The advent of the post-genomic era in biology has led to a dramatic increase in the amount of multi-dimensional, quantitative data that must be analysed by the bioinformatician. This is especially true in the case of genome-scale analyses of the transcriptome, proteome and metabolome, particularly when such measurements have been made in parallel using high throughput technologies involving microarrays and mass spectrometry techniques [1
]. Analyses of these data rely on the performance of in silico
experiments, involving the inductive detection of patterns in the data to which some phenotypic significance can be attributed [3
]. Such analyses usually rely on statistical testing and linking the results of these tests with information stored in biological databases to summarise and develop conclusions. For example, the analysis of gene expression data generated from microarray experiments consists of a number of steps. The process begins with the normalization and standardization of transcript data, followed by statistical evaluation, and finally, interpretation of the statistical results via the annotation of genes with information relating to their biological function [4
There are a number of issues associated with the use of computational tools in the analysis of quantitative data. Firstly, learning how to use such tools for statistical analyses can require significant time and effort. This is especially true for mathematical tools such as MATLAB [5
] and R [6
] which require prior knowledge of their programming languages and the functions within them in order to implement statistical algorithms. Secondly, there is the overhead of transferring data between computational resources during each step of a data analysis pipeline which is made more difficult due to the inconsistent nature of the user interface to the tools. For example, a user may access R from the command line whilst the querying of online sequence databases is made through the use of a web browser. Piping the output of one resource to another will therefore require intermediate staging of the data so that they may be passed manually amongst multiple tools [7
]. Thirdly, the interoperability of computational tools can be awkward due to the heterogeneity of data in bioinformatics. The output data provided by a database service may be incompatible as input to the next analysis service both in terms of its structure and its semantics. In these cases, data have to be reconciled by a transformation step in order for them to be consumable by the next service.
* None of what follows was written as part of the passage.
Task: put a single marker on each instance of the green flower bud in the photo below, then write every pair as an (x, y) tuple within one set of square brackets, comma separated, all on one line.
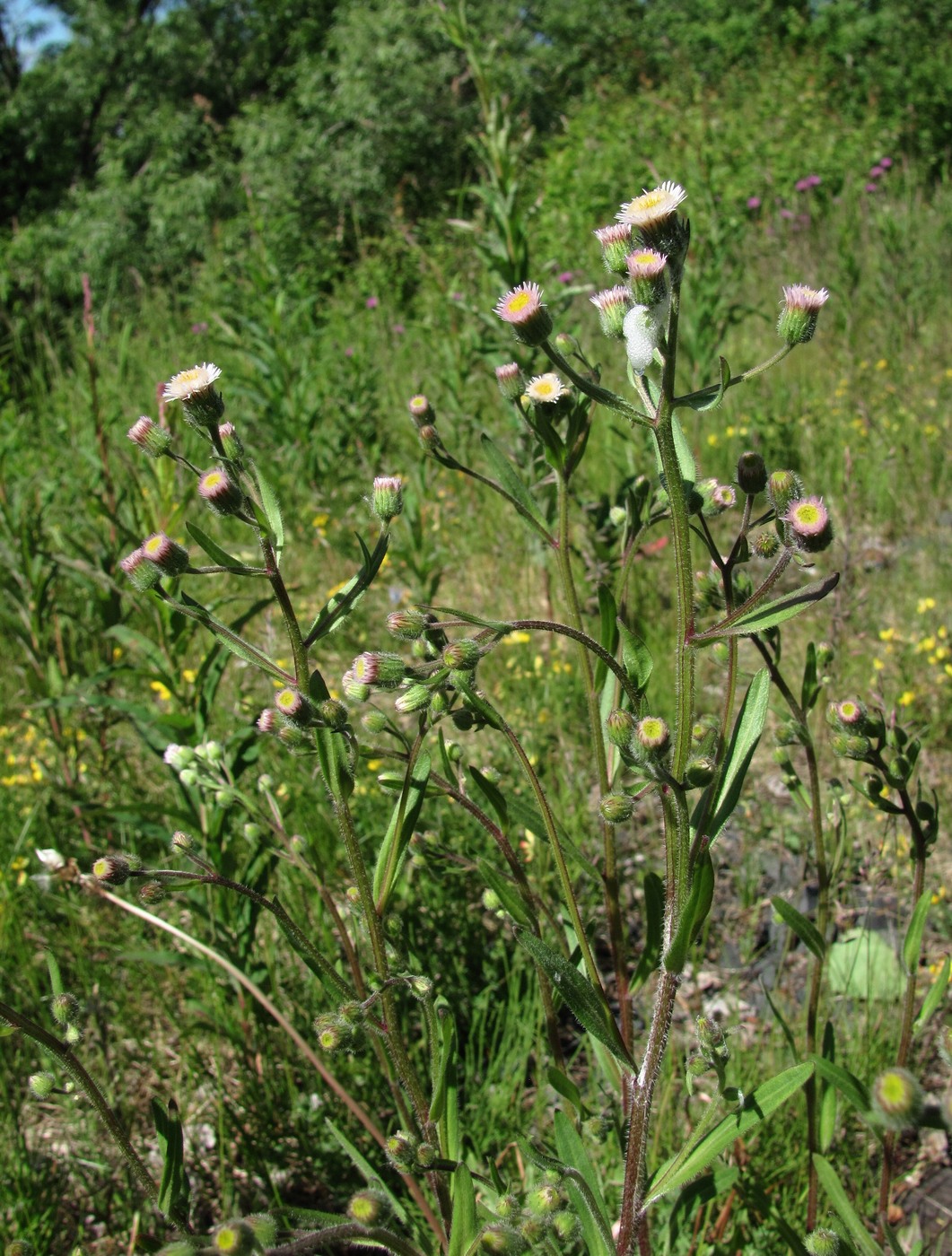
[(823, 1243), (616, 807), (898, 1099), (751, 474), (65, 1007), (235, 1237), (41, 1084)]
experiments on bioinformatics data may be realised as workflows consisting of a pre-defined series of tasks that are related to one another by the flow of data between them. Such workflows can be constructed and enacted using applications such as Kepler [8
], Triana [9
] and Pegasus [10
] that automatically direct the flow of data between the information repositories and computational tools responsible for performing the tasks within an in silico
experiment. These workflow systems enable the use of distributed resources which have been deployed using web services, a distributed computing architecture that uses existing Internet communication and data exchange standards to support interoperable application-to-application interaction over a network [11
]. Web service-enabled resources provide a web-based application programming interface (API) that is published in a machine-processable format such as Web Services Description Language (WSDL) [12
]. Interaction of client applications with the web service is independent of the computing platform used to host the service resource. Other systems interact with the web service in a manner prescribed by its interface using messages which may be enclosed in a SOAP envelope and are typically conveyed on the web in the form of XML.
Grid project has developed a workflow system called Taverna [13
] which is capable of invoking several types of local and online tools that can perform the various tasks of a constructed workflow [14
]. Different processor implementations are used to invoke applications depending on the type of invocation mechanism including web services which are described in WSDL documents as well as those deployed using the Soaplab [15
] and BioMoby [16
] frameworks. Workflows consisting of these and other types of processors are composed in the Scufl workflow language using the Taverna workbench, typically by an expert user of analysis and data services [14
]. In this paper, we report on how the Taverna workflow system can be used for the statistical analysis of quantitative, post-genomic data. Using an example from the transcriptomics domain, we show a workflow which retrieves data using customised maxdBrowse web services from the maxdLoad2 microarray database [17
]. This workflow then performs statistical analysis on the gene expression data using R to generate a list of differentially-expressed genes which is followed by the annotation of the genes with information stored in biological databases. Furthermore, we show how extra functionality can be incorporated into Taverna using a plugin mechanism that has been developed into its new software architecture, thereby enabling it to be tailored for use in different scientific domains including transcriptomics.